The PCC based algorithms i.e. UBwPEARSON, IBwPEARSON, UB - DCWPEARSON and IB- DCWPEARSON get F1-measure value less than 0.7 (from Fig. 3(a)) and 0.42 (see Fig. 3(b)) in movie and music domain respectively. This clearly indicates PCC based algorithms are not much reliable to produce recommendations in sparse datasets.
Our proposed algorithms can handle highly sparse datasets in much more effective way and algorithms using item neighborhood are better than user neighborhood based algorithms.
In general, Table 5 clearly says that the proposed algorithms perform equally well and produce accurate recommendations for group of users like individuals. The accuracy is slightly declined with increase in the group size since F1-measure values obtained using large group is approx. 1% less than small group in all algorithms (from comparison of Fig. 4(a) and (b)). Figure 4(a)–(d) also reveals that Merging technique performs uniformly worse and Merging–Multiplicative shows a substantial improvement over other two grouping techniques. An improvement in F1-measure value for Group recommendations is also noted during experimentation which reveals that the aggregation of the ranked lists of the group members is able to fix errors which otherwise produced by the individual predictions (refer Table 5). This might happen if individual predictions are not very good.
Hence, the proposed algorithms are effective for group recommendations also.

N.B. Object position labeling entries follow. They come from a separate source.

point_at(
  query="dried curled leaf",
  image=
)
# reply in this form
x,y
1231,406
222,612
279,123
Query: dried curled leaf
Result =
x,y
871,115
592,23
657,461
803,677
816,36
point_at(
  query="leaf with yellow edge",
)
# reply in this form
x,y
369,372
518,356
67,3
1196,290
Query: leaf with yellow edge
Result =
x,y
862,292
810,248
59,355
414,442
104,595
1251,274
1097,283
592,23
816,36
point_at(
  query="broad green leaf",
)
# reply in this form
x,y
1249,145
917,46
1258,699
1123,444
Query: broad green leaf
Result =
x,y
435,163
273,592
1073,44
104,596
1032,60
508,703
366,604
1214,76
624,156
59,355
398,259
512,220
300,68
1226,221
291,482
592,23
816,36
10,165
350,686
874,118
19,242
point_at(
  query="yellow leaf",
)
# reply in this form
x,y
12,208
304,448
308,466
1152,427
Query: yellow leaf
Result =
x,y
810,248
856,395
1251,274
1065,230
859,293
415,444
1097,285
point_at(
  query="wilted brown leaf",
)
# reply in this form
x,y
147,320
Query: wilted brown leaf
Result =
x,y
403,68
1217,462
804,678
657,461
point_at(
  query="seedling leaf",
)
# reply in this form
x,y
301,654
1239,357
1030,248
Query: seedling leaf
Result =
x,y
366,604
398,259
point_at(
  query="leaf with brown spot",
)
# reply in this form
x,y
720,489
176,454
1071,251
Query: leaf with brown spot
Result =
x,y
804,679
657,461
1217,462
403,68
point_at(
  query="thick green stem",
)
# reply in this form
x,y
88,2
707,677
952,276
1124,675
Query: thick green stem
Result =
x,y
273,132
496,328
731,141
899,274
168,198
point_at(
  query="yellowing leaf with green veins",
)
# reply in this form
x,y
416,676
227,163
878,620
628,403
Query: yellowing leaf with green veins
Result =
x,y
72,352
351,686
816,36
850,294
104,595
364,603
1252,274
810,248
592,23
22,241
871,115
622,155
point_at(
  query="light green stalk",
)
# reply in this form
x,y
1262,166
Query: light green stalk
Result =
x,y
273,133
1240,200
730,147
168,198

In this paper, we overcome the drawbacks of existing Pearson Correlation similarity measure using Bhattacharya coefficient based similarity measure and its variants. These measures suit well to even highly sparse data and give importance to contextual similarity. Furthermore, several algorithms exploiting the variants of proposed similarity measures are explored through the proposed framework. We have shown that the proposed algorithms make a significant improvement over traditional Pearson correlation similarity measure based algorithms in both user based and item based approaches because they do not depend on co-rated items and give importance to context similarity. We have also confirmed that item neighborhood based algorithms leads to better results than user neighborhood based algorithms. This also has been verified that correlation based variants of proposed similarity measure performs slightly better than median based variant. The performance of Overlap and Eskin measure used to find contextual similarity is dataset dependent. The reason might be Eskin depends on the number of values an attribute can get which is not true with Overlap. Finally, the algorithms are also proved to be significant for group recommendations.
In future, the research can be further directed to explore some other similarity measures as local measures in the proposed algorithms. The proposed framework can also be utilized to provide diverse recommendations with reliability.